In the majority of cases, a dog will recover from kennel cough in a few weeks, in some cases it may linger for up to six weeks. You will need to keep your dog away from other dogs whilst they have kennel cough, as it’s highly contagious.
If your dog has kennel cough you should:
- Try and encourage plenty of rest
- Avoid too much collar and lead activity, basically anything that puts further strain on their respiratory system
If your dog’s severe cough or is really unwell, your vet may prescribe:
- Anti-inflammatories to reduce temperature and any inflammation of the airways
- Antibiotic treatment if appropriate
Your vet may advise x-rays or other tests to make sure that the cough isn’t caused by another illness.
You should always see your vet before giving your dog any medication.
Can my dog get kennel cough twice?
Yes, as kennel cough is similar to a cold in humans and there are various strains – your dog can definitely get kennel cough more than once.
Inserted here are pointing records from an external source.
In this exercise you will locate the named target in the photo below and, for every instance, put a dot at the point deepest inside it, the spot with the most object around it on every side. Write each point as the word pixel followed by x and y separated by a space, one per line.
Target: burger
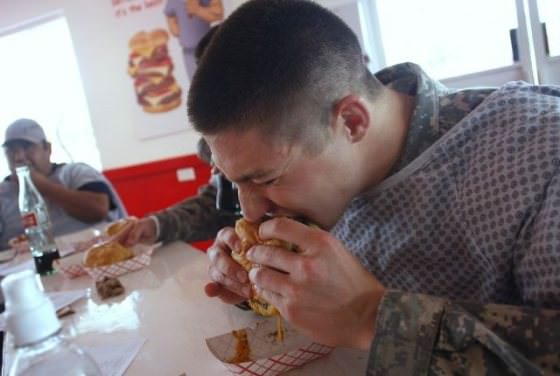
pixel 151 68
pixel 248 233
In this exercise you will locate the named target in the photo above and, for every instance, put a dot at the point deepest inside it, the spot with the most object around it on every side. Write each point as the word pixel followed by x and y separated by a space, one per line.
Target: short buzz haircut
pixel 280 65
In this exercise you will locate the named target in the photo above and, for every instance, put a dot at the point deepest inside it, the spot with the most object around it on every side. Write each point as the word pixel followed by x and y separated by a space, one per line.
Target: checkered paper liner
pixel 268 357
pixel 72 266
pixel 142 258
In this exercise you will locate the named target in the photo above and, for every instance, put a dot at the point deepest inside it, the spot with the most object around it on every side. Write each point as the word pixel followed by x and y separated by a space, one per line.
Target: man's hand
pixel 229 280
pixel 138 231
pixel 323 291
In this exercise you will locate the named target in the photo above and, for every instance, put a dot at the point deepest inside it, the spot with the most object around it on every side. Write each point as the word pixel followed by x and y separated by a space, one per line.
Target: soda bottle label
pixel 29 220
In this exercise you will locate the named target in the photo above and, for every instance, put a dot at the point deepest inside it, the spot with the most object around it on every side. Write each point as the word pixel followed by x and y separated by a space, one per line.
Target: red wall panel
pixel 149 187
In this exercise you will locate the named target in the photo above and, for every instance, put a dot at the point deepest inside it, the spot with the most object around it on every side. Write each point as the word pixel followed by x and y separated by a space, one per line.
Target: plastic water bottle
pixel 31 319
pixel 36 222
How do I protect my dog from kennel cough?
The good news is that there is a kennel cough vaccination available, which reduces the risk of your dog contracting kennel cough
The most effective kennel cough vaccine is squirted up the nose, it doesn’t involve a needle. Most dogs tolerate this very well as it is such a small amount of liquid. It’s important to note that although the vaccine isn’t usually included in the primary puppy vaccinations or the yearly booster vaccine as standard, we strongly advise it for almost all dogs, as most dogs will have contact with other dogs at some point in their daily routine. It’s offered separately but can be given at the same time as a booster vaccination - your dog will be protected for 12 months.
If your dog is around other dogs, is going into kennels or attends ‘doggy day care’, we recommend vaccinating them against kennel cough. It is also worth noting that most of these establishments will require proof that your dog has been vaccinated.
The kennel cough vaccination is included in the Medivet Healthcare Plan along with all of the other vaccinations that your puppy needs to stay fit and healthy.
Why is it called kennel cough?
The name ‘kennel cough’ is misleading, because your dog doesn’t need to have stayed in a kennel to contract it. Your dog can get kennel cough just by touching noses or sharing a water bowl with an infected dog.
As it’s so contagious it will of course spread rapidly in places where there are a lot of dogs grouped together such as a boarding kennels or doggy day care hence the name ‘kennel cough’.